Esta situación fue advertida por Manuel Domínguez Moreno a importantes políticos, periodistas y personas influyentes de la sociedad civil dominicana el pasado día 17 de marzo a través de distintas comunicaciones, en las horas previas a que se anunciaran las primeras medidas para intentar evitar la propagación del coronavirus.

En esas comunicaciones, Domínguez Moreno advirtió que Danilo iba a intentar suspender las elecciones y que esto será un modo de intentar perpetuarse en el poder, no sólo él, sino el PLD, que, tras el varapalo sufrido en los comicios municipales, estaba en una situación difícil para renovar su presidencia vía Gonzalo Castillo, candidato oficialista.

Las decisiones adoptadas por Francia o España (Galicia y País Vasco) de aplazar las elecciones han puesto muy fácil a Danilo Medina la toma de una decisión que tanto beneficio político le puede generar.

Hay varias razones para que esto sea así. En primer lugar, porque regará de dinero a la ciudadanía dominicana y dejará en una situación difícil al resto de candidatos. En segundo término, teniendo en cuenta el sistema electoral dominicano, muy similar al de Estados Unidos a la hora de captar dinero para las candidaturas, los opositores que se presentan tendrán muy difícil mantener la campaña hasta el 2021.

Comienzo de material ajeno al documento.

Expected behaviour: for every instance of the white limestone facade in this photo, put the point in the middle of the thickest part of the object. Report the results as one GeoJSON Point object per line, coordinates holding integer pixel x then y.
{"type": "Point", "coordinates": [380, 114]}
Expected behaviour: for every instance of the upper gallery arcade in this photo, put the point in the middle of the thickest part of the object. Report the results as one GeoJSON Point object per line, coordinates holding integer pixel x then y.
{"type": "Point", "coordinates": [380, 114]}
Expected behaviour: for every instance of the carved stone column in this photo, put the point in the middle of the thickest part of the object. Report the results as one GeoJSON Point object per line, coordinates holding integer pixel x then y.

¿Por qué se habla de un amplio período y no sólo de unos meses? La ley electoral establece, amparada por la Constitución, que en República Dominicana las elecciones presidenciales deben celebrarse el tercer domingo del mes de mayo, aunque en 1994 se modificaran los tiempos de mandato, al parecer según fuentes consultadas, no fue así en lo referente a la fecha de la cita a las urnas. Como se ha dicho estas fueron el tercer domingo de mayo de al año correspondiente con el fin de que el presidente electo tome posesión de su cargo el 16 del mes de agosto como está establecido legalmente. Si Danilo Medina decidiera aplazar las elecciones por la crisis del coronavirus necesitaría una necesaria reforma constitucional para modificar la Ley electoral que fijase una nueva fecha para la celebración de nuevas elecciones, algo que le resultará, no obstante, muy complicado.

Por tanto, Medina se estaría garantizando un año más en el poder, tiempo suficiente para, a través de inyecciones de dinero en la población, perpetuar en el poder a su partido, el PLD, puesto que él en ningún caso, aunque todo es posible, podría presentarse.

Lo contrario que, a día de hoy, quería el pueblo dominicano.

La estrategia para ir preparando al país para esta decisión ya se ha iniciado. Según ha publicado el periódico Listín Diario, el hijo de José Francisco Peña Gómez, presidente de un partido aliado del PLD de Danilo, ha afirmado que «Estamos preparando una propuesta para que se pospongan las elecciones congresuales y presidenciales y que las mismas se efectúen en una fecha en que las condiciones así lo permitan, sin afectar el plazo legalmente establecido de toma de posición del Presidente electo que se debería efectuar el 16 de agosto de 2020». ¿Peña Guaba quiere que se amplíe en plazos la pandemia del coronavirus?

Danilo se aprovecha de la figura del padre de José Francisco Peña Guaba para darle una especie de legitimidad por parte del PRD y PRM y resto de partidos a una decisión que, aparentemente, no es otra cosa que un golpe «dictodemocrático» al pueblo dominicano.

Aunque es evidente que si el Covid-19 sigue devastando y matando a los pueblos, más aún a los ciudadanos y ciudadanas más vulnerables, la decisión de aplazamiento estaría dentro de lo humanamente correcto y recomendable, la ética estaría en las condiciones y formas de aplicarla.